You should try to guide blameless-postmortems, this is a great article explaining them.
The first part of the postmortem is the above list of events described for the power outage.
For being able to collect what happened in the system we need an observable system, but one that help us to understand incidents, not just buying any SaaS that will magically give you everything.
Teams need to create observable systems and to build their own observability, it’s key in my opinion that teams who build the system run it to have good post-mortems.
Once you can describe what happened in the system from an observable point of view, we need to enrich this timeline with all actions taken by us:
what actions we took at what time
what effects we observed
expectations we had
assumptions we made
As I said, this is a blameless postmortem, we have to have in mind that everyone did the best with the information they had at that moment.
Blame will only make people to hide information, we don’t want that.
When we have all the info in front of us, we need to start thinking on actions to avoid or mitigate this problem in the future. These actions usually mean to improve:
our observability
our shortcut mechanisms for avoiding the cascading failure
our way to communicate problems
But also the blameless postmortem will evaluate the actions we took to deal with the effects created by the incident in production during the time it was there.
Design for failure
Complex systems must minimize the crack effects, we need to design them to maintain stability. But not at any cost, failure is something inherent to systems, so we have to accept that our system can fail.
The best way for me to design for failure is having a great observability and fitness functions that help you to understand that something is happening earlier enough to react and minimize costs.
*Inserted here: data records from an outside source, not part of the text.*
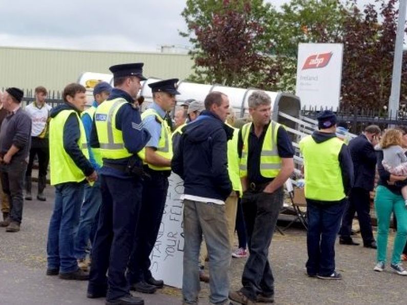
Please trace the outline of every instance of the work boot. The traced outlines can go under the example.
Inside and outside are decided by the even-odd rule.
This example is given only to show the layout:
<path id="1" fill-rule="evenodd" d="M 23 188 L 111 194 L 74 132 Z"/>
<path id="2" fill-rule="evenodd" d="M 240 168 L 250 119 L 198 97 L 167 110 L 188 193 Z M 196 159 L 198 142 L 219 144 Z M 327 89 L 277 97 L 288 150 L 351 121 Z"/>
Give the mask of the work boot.
<path id="1" fill-rule="evenodd" d="M 88 271 L 88 268 L 89 266 L 89 261 L 86 258 L 80 258 L 77 260 L 78 267 L 84 271 Z"/>
<path id="2" fill-rule="evenodd" d="M 144 305 L 143 299 L 134 296 L 130 293 L 116 299 L 106 300 L 106 305 Z"/>
<path id="3" fill-rule="evenodd" d="M 76 271 L 69 273 L 59 273 L 59 278 L 61 279 L 75 279 L 76 280 L 88 280 L 89 279 L 89 273 L 78 269 Z"/>
<path id="4" fill-rule="evenodd" d="M 6 220 L 7 219 L 7 217 L 9 216 L 9 212 L 3 212 L 3 220 Z"/>
<path id="5" fill-rule="evenodd" d="M 130 286 L 130 290 L 134 290 L 140 293 L 147 293 L 150 294 L 154 293 L 157 291 L 157 287 L 151 285 L 143 280 L 141 280 Z"/>
<path id="6" fill-rule="evenodd" d="M 157 288 L 164 287 L 164 281 L 162 279 L 156 279 L 153 276 L 145 280 L 147 284 L 156 286 Z"/>
<path id="7" fill-rule="evenodd" d="M 20 224 L 13 221 L 11 221 L 10 224 L 6 228 L 6 232 L 18 232 L 19 230 Z"/>
<path id="8" fill-rule="evenodd" d="M 6 228 L 8 227 L 10 223 L 11 222 L 11 219 L 9 216 L 5 219 L 3 221 L 0 222 L 0 227 L 2 228 Z"/>
<path id="9" fill-rule="evenodd" d="M 31 177 L 26 177 L 25 186 L 26 187 L 26 200 L 32 200 L 31 196 Z"/>
<path id="10" fill-rule="evenodd" d="M 38 190 L 37 199 L 40 201 L 46 201 L 47 198 L 44 195 L 44 191 L 47 185 L 47 177 L 38 177 Z"/>

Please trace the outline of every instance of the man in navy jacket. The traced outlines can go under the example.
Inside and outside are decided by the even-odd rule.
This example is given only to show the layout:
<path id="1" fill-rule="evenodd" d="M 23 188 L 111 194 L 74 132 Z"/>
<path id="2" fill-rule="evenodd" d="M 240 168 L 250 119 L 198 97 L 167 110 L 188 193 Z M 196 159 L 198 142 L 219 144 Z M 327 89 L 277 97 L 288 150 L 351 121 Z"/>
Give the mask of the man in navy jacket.
<path id="1" fill-rule="evenodd" d="M 377 248 L 372 230 L 369 192 L 374 186 L 376 161 L 374 146 L 378 143 L 380 133 L 378 126 L 368 126 L 363 134 L 349 142 L 348 147 L 353 162 L 355 183 L 351 190 L 348 205 L 342 219 L 339 232 L 341 245 L 359 245 L 351 237 L 352 222 L 356 212 L 363 246 Z"/>
<path id="2" fill-rule="evenodd" d="M 197 268 L 203 233 L 210 266 L 210 302 L 228 300 L 230 260 L 225 200 L 232 190 L 227 171 L 227 140 L 233 129 L 224 122 L 229 99 L 214 92 L 205 99 L 205 111 L 184 127 L 172 168 L 184 180 L 184 301 L 193 303 L 200 290 Z"/>

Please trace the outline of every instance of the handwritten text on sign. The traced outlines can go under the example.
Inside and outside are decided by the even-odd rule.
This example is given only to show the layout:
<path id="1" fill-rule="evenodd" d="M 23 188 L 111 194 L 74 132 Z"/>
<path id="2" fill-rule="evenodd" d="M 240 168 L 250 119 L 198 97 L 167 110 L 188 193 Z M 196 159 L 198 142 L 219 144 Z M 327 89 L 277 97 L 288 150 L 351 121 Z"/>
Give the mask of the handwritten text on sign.
<path id="1" fill-rule="evenodd" d="M 163 280 L 165 285 L 181 288 L 184 232 L 183 209 L 180 198 L 184 193 L 184 182 L 173 172 L 168 178 L 168 184 L 161 225 L 150 255 L 150 269 L 155 278 Z"/>

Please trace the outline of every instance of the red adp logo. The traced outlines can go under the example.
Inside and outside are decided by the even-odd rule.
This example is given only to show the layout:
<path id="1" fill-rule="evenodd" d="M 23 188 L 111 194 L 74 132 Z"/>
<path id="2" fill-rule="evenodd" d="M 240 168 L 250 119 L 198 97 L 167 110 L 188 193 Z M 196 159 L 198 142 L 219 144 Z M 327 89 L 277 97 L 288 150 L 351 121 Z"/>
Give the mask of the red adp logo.
<path id="1" fill-rule="evenodd" d="M 318 69 L 326 67 L 332 57 L 332 52 L 313 54 L 307 58 L 303 67 L 303 70 Z"/>

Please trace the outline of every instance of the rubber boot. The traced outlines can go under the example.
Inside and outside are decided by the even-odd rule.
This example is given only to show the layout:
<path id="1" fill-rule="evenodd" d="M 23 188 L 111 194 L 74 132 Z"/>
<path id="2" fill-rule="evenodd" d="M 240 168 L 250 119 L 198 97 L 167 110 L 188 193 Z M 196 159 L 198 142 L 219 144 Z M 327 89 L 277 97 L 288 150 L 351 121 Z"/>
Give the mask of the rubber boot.
<path id="1" fill-rule="evenodd" d="M 32 196 L 31 196 L 31 177 L 26 177 L 25 186 L 26 200 L 32 200 Z"/>
<path id="2" fill-rule="evenodd" d="M 45 201 L 47 200 L 47 198 L 44 193 L 46 185 L 47 185 L 47 177 L 38 177 L 38 194 L 37 195 L 37 199 L 41 201 Z"/>

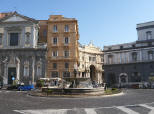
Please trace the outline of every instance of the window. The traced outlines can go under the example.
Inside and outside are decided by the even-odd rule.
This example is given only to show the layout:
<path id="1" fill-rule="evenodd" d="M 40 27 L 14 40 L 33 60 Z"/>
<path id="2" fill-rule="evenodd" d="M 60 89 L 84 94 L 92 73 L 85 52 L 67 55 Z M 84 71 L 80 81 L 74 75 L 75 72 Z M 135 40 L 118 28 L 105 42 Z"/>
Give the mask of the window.
<path id="1" fill-rule="evenodd" d="M 92 57 L 89 57 L 89 61 L 91 61 L 92 60 Z"/>
<path id="2" fill-rule="evenodd" d="M 65 25 L 65 32 L 69 32 L 69 26 Z"/>
<path id="3" fill-rule="evenodd" d="M 0 45 L 2 45 L 2 38 L 3 38 L 3 34 L 0 33 Z"/>
<path id="4" fill-rule="evenodd" d="M 93 57 L 93 61 L 96 61 L 96 57 Z"/>
<path id="5" fill-rule="evenodd" d="M 42 75 L 41 65 L 37 65 L 37 76 Z"/>
<path id="6" fill-rule="evenodd" d="M 65 68 L 69 68 L 69 63 L 65 63 Z"/>
<path id="7" fill-rule="evenodd" d="M 64 78 L 65 77 L 70 77 L 70 72 L 68 72 L 68 71 L 63 72 L 63 77 Z"/>
<path id="8" fill-rule="evenodd" d="M 30 33 L 26 32 L 26 41 L 25 44 L 30 44 Z"/>
<path id="9" fill-rule="evenodd" d="M 44 36 L 44 37 L 47 36 L 47 30 L 46 30 L 46 29 L 43 30 L 43 36 Z"/>
<path id="10" fill-rule="evenodd" d="M 58 77 L 58 72 L 56 71 L 51 72 L 51 77 L 52 78 Z"/>
<path id="11" fill-rule="evenodd" d="M 137 53 L 136 52 L 132 53 L 132 60 L 137 61 Z"/>
<path id="12" fill-rule="evenodd" d="M 104 62 L 104 59 L 103 59 L 103 57 L 101 57 L 101 62 Z"/>
<path id="13" fill-rule="evenodd" d="M 134 72 L 131 76 L 131 82 L 141 82 L 140 73 Z"/>
<path id="14" fill-rule="evenodd" d="M 82 68 L 84 68 L 84 64 L 82 64 Z"/>
<path id="15" fill-rule="evenodd" d="M 69 43 L 69 39 L 68 37 L 65 37 L 65 44 L 68 44 Z"/>
<path id="16" fill-rule="evenodd" d="M 64 51 L 64 57 L 65 58 L 69 57 L 69 51 Z"/>
<path id="17" fill-rule="evenodd" d="M 113 63 L 113 56 L 112 55 L 108 55 L 108 63 L 109 64 Z"/>
<path id="18" fill-rule="evenodd" d="M 120 46 L 120 49 L 123 49 L 123 46 Z"/>
<path id="19" fill-rule="evenodd" d="M 152 32 L 151 31 L 146 32 L 146 38 L 147 38 L 147 40 L 152 39 Z"/>
<path id="20" fill-rule="evenodd" d="M 29 62 L 24 62 L 24 76 L 29 76 Z"/>
<path id="21" fill-rule="evenodd" d="M 84 56 L 82 56 L 82 60 L 84 61 Z"/>
<path id="22" fill-rule="evenodd" d="M 53 26 L 53 32 L 58 32 L 57 25 Z"/>
<path id="23" fill-rule="evenodd" d="M 53 57 L 57 57 L 57 56 L 58 56 L 58 51 L 53 51 L 53 52 L 52 52 L 52 56 L 53 56 Z"/>
<path id="24" fill-rule="evenodd" d="M 53 38 L 53 44 L 57 44 L 57 38 Z"/>
<path id="25" fill-rule="evenodd" d="M 10 46 L 17 46 L 18 45 L 18 33 L 10 33 Z"/>
<path id="26" fill-rule="evenodd" d="M 132 48 L 135 48 L 135 44 L 132 45 Z"/>
<path id="27" fill-rule="evenodd" d="M 53 63 L 53 69 L 57 69 L 57 63 Z"/>
<path id="28" fill-rule="evenodd" d="M 153 51 L 148 51 L 148 59 L 149 60 L 153 59 Z"/>

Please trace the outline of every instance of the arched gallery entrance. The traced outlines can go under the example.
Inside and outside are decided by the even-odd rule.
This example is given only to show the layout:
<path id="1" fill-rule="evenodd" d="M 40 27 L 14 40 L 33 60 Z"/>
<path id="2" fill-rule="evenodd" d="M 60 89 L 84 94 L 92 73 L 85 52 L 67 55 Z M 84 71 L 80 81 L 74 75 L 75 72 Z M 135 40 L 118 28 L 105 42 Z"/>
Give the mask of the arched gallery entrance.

Once everything is stable again, postmortems and actions will guide us to improve our system stability.
Useful stability patterns that helped me in my developer’s life:
Circuit breakers
Timeouts
Bulkheads
Fail fast
Let it crash
Back Pressure
Stability in software is a must, but has a cost, there are few companies that require 99.9995% uptime SLA. We need to design our system to be stable, but it’s much more important to improve over time than to avoid failures, that’s impossible.